Yoga-sutras 1.8, English translation with modern and ancient interpretation. The Patanjali Yogasutras describe an ancient Indian tradition spanning over 5000 years old dealing with Yoga:—Meditating the mind on the Atma leading to the realization of self. This study interprets the Yogasutras in light of both ancient and modern commentaries (e.g., Vyasa and Osho) while supporting both Sankhya and Vedanta philosophies.

Sanskrit text, Unicode transliteration and English translation of sūtra 1.8:

विपर्ययो मिथ्याज्ञानमतद्रूपप्रतिष्ठम् ॥ १.८ ॥

viparyayo mithyājñānamatadrūpapratiṣṭham || 1.8 ||

(8) Viparyaya or illusion is false knowledge formed of a thing as other than what it is.

Ancient and Modern interpretation:

Viparyaya is not a pramāṇa[1] , because that is demolished by correct knowledge of a thing which exist. In other words, the object of pramāṇa, is true, which is not illusory cognition, e.g. illusion of seeing double moon is contradicted by the valid knowledge of one moon.
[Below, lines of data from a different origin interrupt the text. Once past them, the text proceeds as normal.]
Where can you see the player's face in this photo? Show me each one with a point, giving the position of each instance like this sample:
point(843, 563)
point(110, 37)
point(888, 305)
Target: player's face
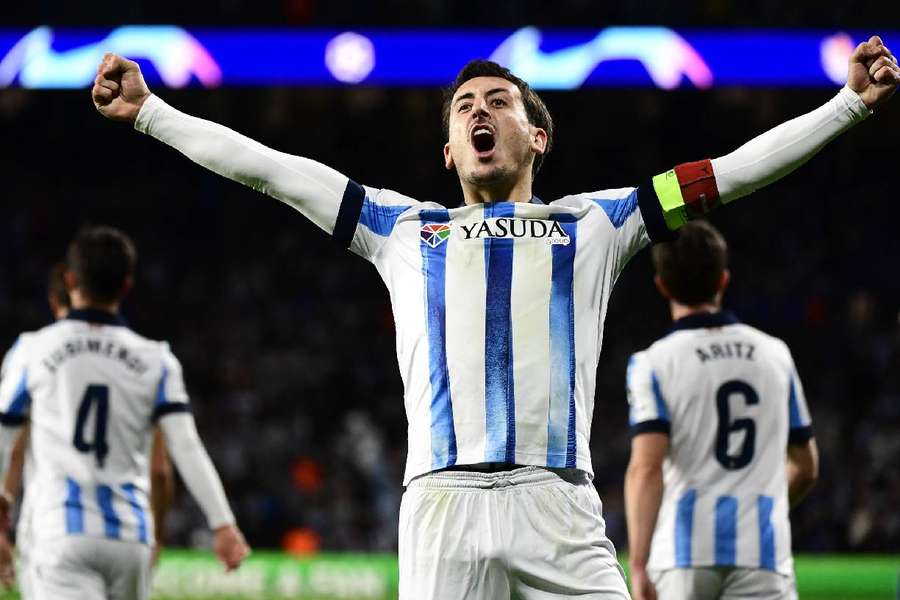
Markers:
point(491, 140)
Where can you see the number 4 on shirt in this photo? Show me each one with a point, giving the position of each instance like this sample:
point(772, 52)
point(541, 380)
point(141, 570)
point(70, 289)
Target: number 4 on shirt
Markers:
point(98, 395)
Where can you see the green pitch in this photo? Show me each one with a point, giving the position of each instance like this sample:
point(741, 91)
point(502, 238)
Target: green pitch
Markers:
point(187, 575)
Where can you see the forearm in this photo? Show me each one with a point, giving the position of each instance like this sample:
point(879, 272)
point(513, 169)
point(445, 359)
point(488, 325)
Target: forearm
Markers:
point(643, 496)
point(692, 190)
point(777, 152)
point(162, 485)
point(196, 468)
point(310, 187)
point(12, 481)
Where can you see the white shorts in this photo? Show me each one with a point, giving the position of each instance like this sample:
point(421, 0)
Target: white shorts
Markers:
point(86, 568)
point(524, 534)
point(722, 583)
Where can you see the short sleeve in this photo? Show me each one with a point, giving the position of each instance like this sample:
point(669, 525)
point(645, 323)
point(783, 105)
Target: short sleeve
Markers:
point(367, 218)
point(171, 394)
point(800, 422)
point(648, 409)
point(15, 398)
point(620, 208)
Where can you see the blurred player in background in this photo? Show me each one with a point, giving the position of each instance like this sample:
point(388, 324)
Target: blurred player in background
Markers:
point(162, 479)
point(93, 390)
point(722, 444)
point(499, 306)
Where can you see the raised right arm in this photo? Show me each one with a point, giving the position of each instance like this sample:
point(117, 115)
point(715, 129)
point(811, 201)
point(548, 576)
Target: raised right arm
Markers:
point(329, 199)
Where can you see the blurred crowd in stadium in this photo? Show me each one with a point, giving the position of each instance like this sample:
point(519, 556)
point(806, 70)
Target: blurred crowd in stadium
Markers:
point(287, 341)
point(476, 13)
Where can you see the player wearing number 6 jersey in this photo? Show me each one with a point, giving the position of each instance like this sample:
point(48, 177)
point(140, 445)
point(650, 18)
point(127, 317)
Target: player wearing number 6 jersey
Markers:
point(92, 390)
point(722, 442)
point(499, 306)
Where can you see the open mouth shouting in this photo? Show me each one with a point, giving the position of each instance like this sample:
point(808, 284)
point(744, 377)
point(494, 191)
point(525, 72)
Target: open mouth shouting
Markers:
point(482, 137)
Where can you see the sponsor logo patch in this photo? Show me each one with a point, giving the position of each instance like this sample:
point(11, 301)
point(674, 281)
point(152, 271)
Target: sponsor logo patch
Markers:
point(504, 227)
point(434, 234)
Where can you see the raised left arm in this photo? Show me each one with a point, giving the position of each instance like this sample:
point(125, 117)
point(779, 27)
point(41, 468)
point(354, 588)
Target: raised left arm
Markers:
point(692, 190)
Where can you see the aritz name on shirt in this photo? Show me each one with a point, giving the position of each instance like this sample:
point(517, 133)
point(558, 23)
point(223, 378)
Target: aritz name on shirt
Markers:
point(509, 227)
point(74, 347)
point(727, 350)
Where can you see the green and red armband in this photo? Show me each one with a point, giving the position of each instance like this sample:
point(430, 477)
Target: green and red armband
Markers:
point(686, 192)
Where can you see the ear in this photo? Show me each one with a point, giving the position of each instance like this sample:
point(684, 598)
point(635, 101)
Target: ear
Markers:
point(127, 286)
point(71, 282)
point(724, 280)
point(538, 140)
point(448, 158)
point(661, 286)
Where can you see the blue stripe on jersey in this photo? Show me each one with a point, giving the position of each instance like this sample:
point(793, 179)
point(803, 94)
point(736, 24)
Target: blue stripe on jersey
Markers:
point(131, 493)
point(794, 407)
point(726, 531)
point(684, 528)
point(380, 218)
point(499, 391)
point(662, 410)
point(21, 398)
point(766, 533)
point(110, 520)
point(618, 210)
point(74, 508)
point(443, 435)
point(161, 390)
point(561, 425)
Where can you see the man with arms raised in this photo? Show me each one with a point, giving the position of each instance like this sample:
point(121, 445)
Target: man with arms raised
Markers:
point(722, 442)
point(93, 390)
point(499, 307)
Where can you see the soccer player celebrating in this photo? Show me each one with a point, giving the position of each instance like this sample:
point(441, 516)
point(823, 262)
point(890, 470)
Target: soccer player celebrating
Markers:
point(499, 306)
point(93, 390)
point(722, 442)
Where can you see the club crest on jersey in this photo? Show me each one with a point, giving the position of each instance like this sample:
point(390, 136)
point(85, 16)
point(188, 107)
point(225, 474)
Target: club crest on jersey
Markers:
point(434, 234)
point(504, 227)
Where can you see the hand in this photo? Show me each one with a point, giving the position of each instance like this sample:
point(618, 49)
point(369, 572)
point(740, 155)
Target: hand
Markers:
point(230, 547)
point(873, 72)
point(641, 586)
point(7, 568)
point(119, 89)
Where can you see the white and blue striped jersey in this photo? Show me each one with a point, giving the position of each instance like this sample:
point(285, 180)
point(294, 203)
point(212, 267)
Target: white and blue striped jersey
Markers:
point(92, 390)
point(498, 307)
point(499, 311)
point(730, 399)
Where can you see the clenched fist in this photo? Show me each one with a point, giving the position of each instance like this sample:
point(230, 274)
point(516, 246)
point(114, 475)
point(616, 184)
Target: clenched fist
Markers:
point(873, 72)
point(119, 89)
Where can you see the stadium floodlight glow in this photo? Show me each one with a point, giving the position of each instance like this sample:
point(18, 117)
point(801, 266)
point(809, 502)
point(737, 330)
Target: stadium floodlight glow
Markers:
point(173, 56)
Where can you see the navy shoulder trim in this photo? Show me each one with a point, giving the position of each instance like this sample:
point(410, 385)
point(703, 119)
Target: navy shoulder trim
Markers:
point(12, 420)
point(651, 211)
point(652, 426)
point(799, 435)
point(348, 214)
point(169, 408)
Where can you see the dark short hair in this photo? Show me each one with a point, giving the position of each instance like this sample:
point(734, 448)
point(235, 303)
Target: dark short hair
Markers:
point(102, 259)
point(56, 285)
point(691, 266)
point(537, 112)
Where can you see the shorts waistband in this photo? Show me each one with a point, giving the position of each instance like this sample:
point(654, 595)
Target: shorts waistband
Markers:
point(469, 480)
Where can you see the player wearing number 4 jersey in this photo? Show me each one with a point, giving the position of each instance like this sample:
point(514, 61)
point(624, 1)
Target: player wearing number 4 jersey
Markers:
point(722, 442)
point(93, 390)
point(499, 306)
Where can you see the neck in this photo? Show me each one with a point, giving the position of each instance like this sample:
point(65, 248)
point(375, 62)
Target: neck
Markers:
point(679, 311)
point(80, 302)
point(501, 191)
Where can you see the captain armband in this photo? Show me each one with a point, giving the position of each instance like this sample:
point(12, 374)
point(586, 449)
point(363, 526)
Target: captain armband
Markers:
point(686, 192)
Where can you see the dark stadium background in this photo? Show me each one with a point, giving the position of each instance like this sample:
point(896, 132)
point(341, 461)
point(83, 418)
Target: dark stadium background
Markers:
point(287, 341)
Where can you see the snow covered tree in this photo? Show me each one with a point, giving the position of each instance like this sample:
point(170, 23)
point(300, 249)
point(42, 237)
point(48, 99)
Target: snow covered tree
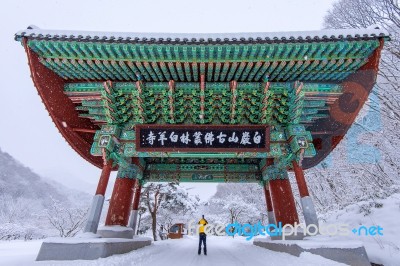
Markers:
point(365, 165)
point(243, 203)
point(170, 198)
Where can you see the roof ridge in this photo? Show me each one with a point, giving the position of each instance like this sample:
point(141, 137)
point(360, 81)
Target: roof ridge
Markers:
point(326, 34)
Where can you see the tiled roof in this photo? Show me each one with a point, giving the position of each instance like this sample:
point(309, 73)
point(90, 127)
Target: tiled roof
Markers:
point(33, 32)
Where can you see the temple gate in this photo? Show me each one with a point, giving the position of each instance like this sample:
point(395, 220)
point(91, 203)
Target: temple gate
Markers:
point(243, 107)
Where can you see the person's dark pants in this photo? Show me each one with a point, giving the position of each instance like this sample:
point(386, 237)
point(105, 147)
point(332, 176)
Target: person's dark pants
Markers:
point(203, 238)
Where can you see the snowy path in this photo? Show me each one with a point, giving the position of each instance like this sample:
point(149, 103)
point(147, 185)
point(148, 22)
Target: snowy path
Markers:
point(182, 252)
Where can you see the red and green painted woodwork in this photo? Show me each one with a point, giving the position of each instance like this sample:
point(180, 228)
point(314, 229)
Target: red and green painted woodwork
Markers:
point(283, 202)
point(94, 214)
point(310, 215)
point(268, 201)
point(285, 61)
point(135, 206)
point(121, 199)
point(127, 104)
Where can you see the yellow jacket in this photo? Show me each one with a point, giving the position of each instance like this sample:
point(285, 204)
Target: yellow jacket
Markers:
point(203, 223)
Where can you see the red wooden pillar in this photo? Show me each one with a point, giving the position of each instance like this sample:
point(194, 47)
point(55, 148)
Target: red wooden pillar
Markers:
point(283, 201)
point(270, 210)
point(310, 215)
point(135, 208)
point(98, 200)
point(120, 204)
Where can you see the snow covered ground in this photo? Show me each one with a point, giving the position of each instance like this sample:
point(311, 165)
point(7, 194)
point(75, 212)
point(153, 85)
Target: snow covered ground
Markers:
point(181, 252)
point(228, 251)
point(383, 249)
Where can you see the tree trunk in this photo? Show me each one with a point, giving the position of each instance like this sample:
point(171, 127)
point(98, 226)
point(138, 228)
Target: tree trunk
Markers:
point(154, 225)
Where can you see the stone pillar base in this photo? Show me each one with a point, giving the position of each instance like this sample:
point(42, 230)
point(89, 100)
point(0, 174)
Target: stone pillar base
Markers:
point(133, 221)
point(94, 214)
point(115, 231)
point(271, 217)
point(310, 215)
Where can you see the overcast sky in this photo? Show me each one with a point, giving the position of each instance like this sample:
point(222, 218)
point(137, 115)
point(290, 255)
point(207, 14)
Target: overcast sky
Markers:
point(27, 132)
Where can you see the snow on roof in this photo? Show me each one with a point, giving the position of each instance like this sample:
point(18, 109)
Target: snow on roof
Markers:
point(293, 36)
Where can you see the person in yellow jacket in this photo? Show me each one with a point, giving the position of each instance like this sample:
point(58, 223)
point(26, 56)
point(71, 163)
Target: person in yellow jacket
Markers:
point(202, 235)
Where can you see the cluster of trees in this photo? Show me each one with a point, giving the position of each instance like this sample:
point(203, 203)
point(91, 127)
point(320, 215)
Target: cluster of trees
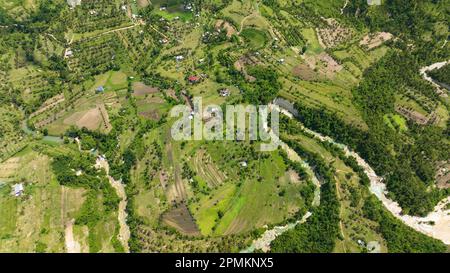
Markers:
point(265, 87)
point(399, 237)
point(319, 233)
point(77, 170)
point(441, 75)
point(406, 159)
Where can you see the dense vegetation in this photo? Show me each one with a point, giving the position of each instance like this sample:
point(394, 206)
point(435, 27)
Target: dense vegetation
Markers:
point(441, 75)
point(319, 233)
point(400, 238)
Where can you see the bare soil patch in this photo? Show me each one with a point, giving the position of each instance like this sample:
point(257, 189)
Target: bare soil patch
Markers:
point(221, 24)
point(304, 72)
point(374, 40)
point(140, 89)
point(333, 33)
point(181, 219)
point(204, 166)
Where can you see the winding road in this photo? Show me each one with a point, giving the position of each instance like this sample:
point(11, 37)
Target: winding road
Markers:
point(436, 224)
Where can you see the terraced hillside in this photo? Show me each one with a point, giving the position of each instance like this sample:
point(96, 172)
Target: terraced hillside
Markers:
point(88, 161)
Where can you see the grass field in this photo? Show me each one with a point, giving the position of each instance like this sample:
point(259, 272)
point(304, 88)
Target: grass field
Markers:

The classical example is of seeing a snake in rope. The illusion vanishes as soon as the knowledge of the rope is acquired.

Viparyaya that causes affliction [has the following five parts—the five kleśas]:

  1. avidyā (nescience),
  2. asmitā (egoism),
  3. rāga (attachment),
  4. dveśa (hatred) and
  5. abhiniveśa (fear of death).

They are technically also [known as the following—signifying the depth of ignorance]:

  1. tamas,
  2. moha,
  3. mahāmoha,
  4. tamisra and
  5. andhatamisra.

Osho says:

‘Wrong knowledge is a false conception not corresponding to the thing as it is.’